What the engine does with your photos, step by step:
- COLMAP works out where each photo was taken (structure-from-motion).
- OpenMVS turns that into a dense point cloud, then a mesh, then a texture.
- The mesh gets decimated and auto-retopo'd down to low poly, and the detail is baked back into the texture.
- You get a
.glbto spin in the browser and download as.glbor.obj.
The browser and the engine only ever talk over 127.0.0.1. The site finds the
engine on its own; if it isn't running, the site still opens and just works as a
showcase until you launch it.
- Download and run the engine, then hit Turn engine on.
- Open the site. Drop 20-60 photos of your object (or a video, it splits into frames for you).
- Reorder / trim the shots in the organizer, pick a mode and quality, and hit generate.
- Watch the progress, then spin the result around in the viewer and download
the
.glbor.obj(with textures).
Photos matter far more than settings. There's a short capture guide.
The one-liner is: walk around the object in small steps with ~70% overlap, keep the light steady, and avoid shiny or featureless surfaces.
- Low poly: 300 to 3000 faces, tiny textures (128-512px), nearest-neighbour filtering, a crunched 32-colour palette with dithering and flat shading.
- Normal photogrammetry: 8k to 60k faces, big textures (1k-4k) and normal maps, for when you want the faithful scan instead. but then you can just use meshroom or something else.

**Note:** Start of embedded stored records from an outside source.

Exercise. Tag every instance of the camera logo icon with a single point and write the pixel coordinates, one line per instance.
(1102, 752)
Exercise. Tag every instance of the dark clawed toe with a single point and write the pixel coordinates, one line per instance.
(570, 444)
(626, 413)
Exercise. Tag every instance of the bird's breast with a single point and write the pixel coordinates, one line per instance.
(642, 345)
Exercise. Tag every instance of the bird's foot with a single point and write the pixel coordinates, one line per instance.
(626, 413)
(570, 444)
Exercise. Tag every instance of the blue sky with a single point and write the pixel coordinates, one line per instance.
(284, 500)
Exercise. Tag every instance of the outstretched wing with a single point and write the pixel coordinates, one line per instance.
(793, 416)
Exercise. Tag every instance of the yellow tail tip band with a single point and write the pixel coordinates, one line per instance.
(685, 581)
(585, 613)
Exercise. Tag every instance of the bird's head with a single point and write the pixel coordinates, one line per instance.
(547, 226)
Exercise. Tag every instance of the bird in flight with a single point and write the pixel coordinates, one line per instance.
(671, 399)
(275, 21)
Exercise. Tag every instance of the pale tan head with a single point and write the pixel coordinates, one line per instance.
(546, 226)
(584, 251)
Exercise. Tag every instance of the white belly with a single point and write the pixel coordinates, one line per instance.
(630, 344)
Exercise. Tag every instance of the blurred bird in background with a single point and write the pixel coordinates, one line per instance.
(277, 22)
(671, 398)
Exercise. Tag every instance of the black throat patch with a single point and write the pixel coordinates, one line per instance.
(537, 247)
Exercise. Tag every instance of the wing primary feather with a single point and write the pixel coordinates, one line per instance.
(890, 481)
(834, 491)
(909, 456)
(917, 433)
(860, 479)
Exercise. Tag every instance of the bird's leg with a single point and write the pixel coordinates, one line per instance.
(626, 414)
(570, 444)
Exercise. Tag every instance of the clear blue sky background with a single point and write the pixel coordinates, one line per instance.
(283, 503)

- web/: React, Vite, Tailwind, three.js (
@react-three/fiber+drei). Static, deploys to GitHub Pages. - engine/: the Go side. An HTTP server on
127.0.0.1:8757, a native Windows tray window, and the orchestrator that drives COLMAP → OpenMVS → Blender. - engine/ferramentas/: third-party binaries (COLMAP, OpenMVS, Blender) bundled into the release, not committed raw.
CPU by default so it runs on any Windows PC; it speeds up with CUDA/NVIDIA when it's there.
I been running on windows, on a ryzen 7 5700G with 16gb ram. Its been working fine.
If anyone actually runs this on their pc i'd love to know how it worked out.
In development. The real pipeline (COLMAP → OpenMVS → Blender) runs end to end and the engine has its tray window. What's left is publishing the site and cutting the first engine release.